While users should be aware of the above limitations, following the recommended tips will drastically minimize these possible shortcomings. In general, the more detailed and precise a question is, the better the results will be. Some best practices when asking questions are:

  • Be Verbose: If you want to create an application, specify which operators should be used if possible (HolovizOp, V4L2VideoCaptureOp, InferenceOp, etc.).
  • Be Specific: The less open-ended a question is the less likely the model will hallucinate.
  • Specify Programming Language: If asking for code, include the desired language (Python or C++).
  • Provide Code Snippets: If debugging errors include as much relevant information as possible. Copy and paste the code snippet that produces the error, the abbreviated stack trace, and describe any changes that may have introduced the error.
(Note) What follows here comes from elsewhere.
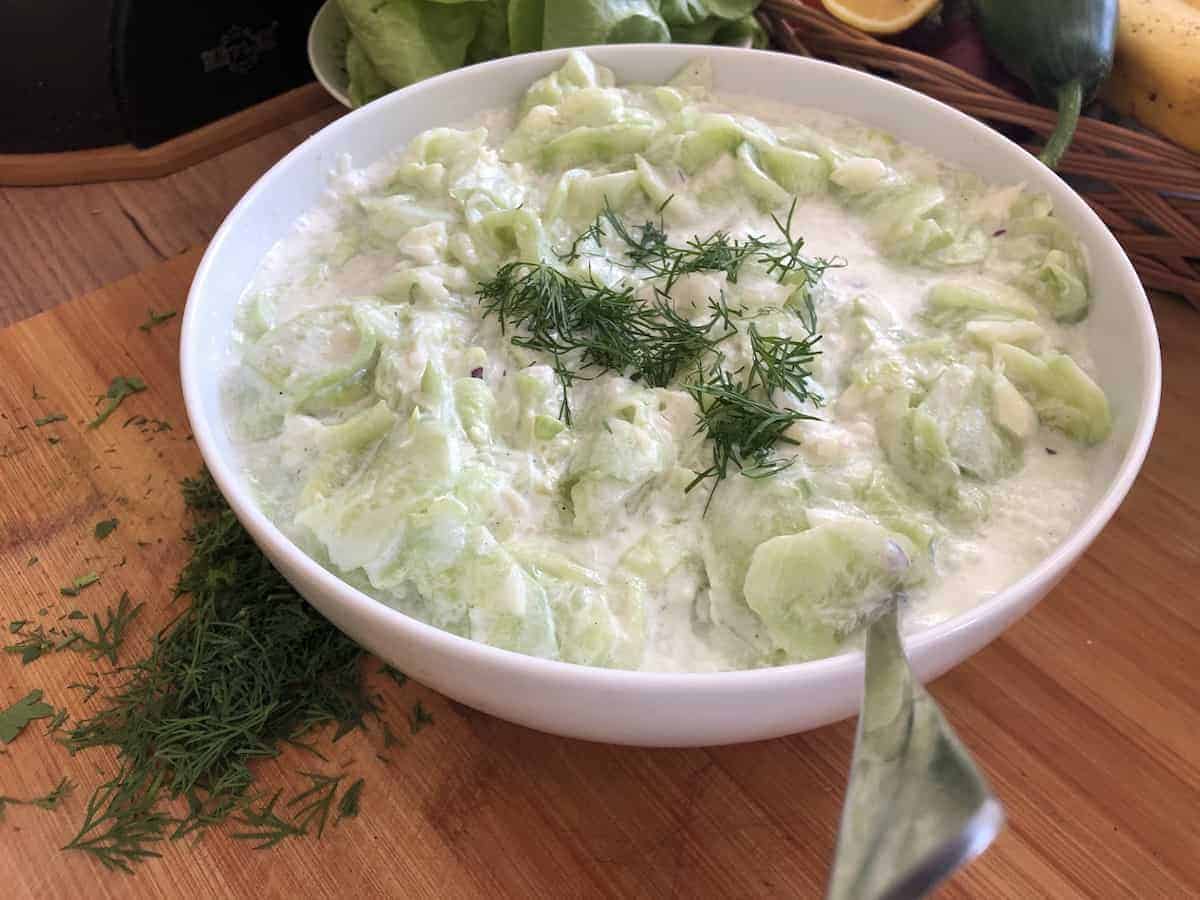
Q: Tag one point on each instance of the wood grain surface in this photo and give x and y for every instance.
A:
(59, 243)
(1085, 715)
In order to demonstrate how to get the most out of HoloChat two example questions are posed below. These examples illustrate how a user can refine their questions and as a result, improve the responses they receive:


Worst: “Create an app that predicts the labels associated with a video”

Better: “Create a Python app that takes video input and sends it through a model for inference.”
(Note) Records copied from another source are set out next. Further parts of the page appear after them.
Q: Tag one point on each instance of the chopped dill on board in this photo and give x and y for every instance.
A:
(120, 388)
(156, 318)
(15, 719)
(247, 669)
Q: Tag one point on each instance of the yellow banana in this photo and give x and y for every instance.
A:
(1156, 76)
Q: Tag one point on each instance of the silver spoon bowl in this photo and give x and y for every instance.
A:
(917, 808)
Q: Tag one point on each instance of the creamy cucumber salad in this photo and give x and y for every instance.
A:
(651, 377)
Best: “Create a Python Holoscan application that receives streaming video input, and passes that video input into a pytorch classification model for inference. Then, collect the model’s predicted class and use Holoviz to display the class label on each video frame.”


Worst: “What os can I use?”

Better: “What operating system can I use with Holoscan?”

Best: “Can I use MacOS with the Holoscan SDK?”

Appendix#

Meta Terms of Use#

By using the Code-Llama model, you are agreeing to the terms and conditions of the license, acceptable use policy and Meta’s privacy policy.

Implementation Details#

HoloChat operates by taking user input and comparing it to the text stored within the vector database, which is comprised of Holoscan SDK information. The most relevant text segments from SDK code and the user guide are then appended to the user's query. This approach allows the chosen LLM to answer questions about the Holoscan SDK, without being explicitly trained on SDK data.

However, there is a drawback to this method - the most relevant documentation is not always found within the vector database. Since the user's question serves as the search query, queries that are too simplistic or abbreviated may fail to extract the most relevant documents from the vector database. As a consequence, the LLM will then lack the necessary context, leading to poor and potentially inaccurate responses. This occurs because LLMs strive to provide the most probable response to a question, and without adequate context, they hallucinate to fill in these knowledge gaps.